ELM - Structure Filter Details

More indepth details on the Structure Filter

Data source for reference structures
Accessibility and secondary structure assignment
Score of an individual position
Score of a match
Benchmark
Score calibration
Background score distributions

Data source for reference structures

Before the structural context of ELM matches can be evaluated, it is necessary to define and select the structural unit. Structure files may contain large protein complexes, single proteins, single or multiple chains, single globular domains and many other types of molecule. The dependency of ELM accessibility on globular domain rearrangements implies that multi-domain structures are not a suitable structural unit for structure filtering. The appropriate units therefore appear to be the individual globular domains themselves. Therefore we chose the SCOP protein domain definition as provided by the ASTRAL resource as the reference structure dataset to be used to implement the structure filter.

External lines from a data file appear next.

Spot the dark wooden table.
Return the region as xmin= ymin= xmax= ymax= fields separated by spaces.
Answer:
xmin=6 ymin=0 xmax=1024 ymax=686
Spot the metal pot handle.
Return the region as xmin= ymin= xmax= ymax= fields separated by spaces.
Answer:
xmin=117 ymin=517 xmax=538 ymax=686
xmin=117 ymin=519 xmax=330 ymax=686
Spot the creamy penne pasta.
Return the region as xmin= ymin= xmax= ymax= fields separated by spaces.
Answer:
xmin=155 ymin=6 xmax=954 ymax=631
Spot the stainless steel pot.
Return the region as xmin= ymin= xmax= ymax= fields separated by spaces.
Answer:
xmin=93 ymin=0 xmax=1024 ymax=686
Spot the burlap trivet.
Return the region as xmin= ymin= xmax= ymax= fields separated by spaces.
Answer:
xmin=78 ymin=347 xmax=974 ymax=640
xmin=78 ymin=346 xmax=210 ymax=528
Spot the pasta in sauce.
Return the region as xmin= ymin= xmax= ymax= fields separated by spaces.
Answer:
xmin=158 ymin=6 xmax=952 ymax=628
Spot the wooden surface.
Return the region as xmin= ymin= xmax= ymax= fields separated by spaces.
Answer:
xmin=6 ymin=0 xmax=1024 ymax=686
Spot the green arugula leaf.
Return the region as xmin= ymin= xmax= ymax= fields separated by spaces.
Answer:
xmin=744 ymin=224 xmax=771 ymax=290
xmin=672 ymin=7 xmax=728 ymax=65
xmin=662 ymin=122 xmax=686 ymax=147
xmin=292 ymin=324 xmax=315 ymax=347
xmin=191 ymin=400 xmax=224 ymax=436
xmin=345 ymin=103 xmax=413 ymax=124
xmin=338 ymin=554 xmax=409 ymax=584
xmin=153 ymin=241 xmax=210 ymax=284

The user-submitted query sequence is first scanned for ELM matches and then aligned to the database of ASTRAL sequences derived from SCOP domains. The hit with the highest sequence identity and coverage to the query sequence is selected as the reference structure. If more than one hit has the same sequence identity and coverage to the query sequence, the structure with the best experimental resolution is taken as reference and, for the same resolution, one hit is chosen randomly. This approach may result in, for example, the organism source of the reference structure being different from the organism source of the user query sequence. However, since proteins with identical sequences fold into identical structures, the procedure for the selection of the reference structure will only introduce minimal bias in the calculation of solvent accessibility and secondary structure values.

For the structure filter to be applicable, two conditions must hold:

1) it is possible to align the query sequence or a region of it to one or more (non-overlapping) structural domains.
(≥70% identity to the query sequence)
2) at least one ELM match falls in an aligned region, i.e. can be mapped onto a 3D domain.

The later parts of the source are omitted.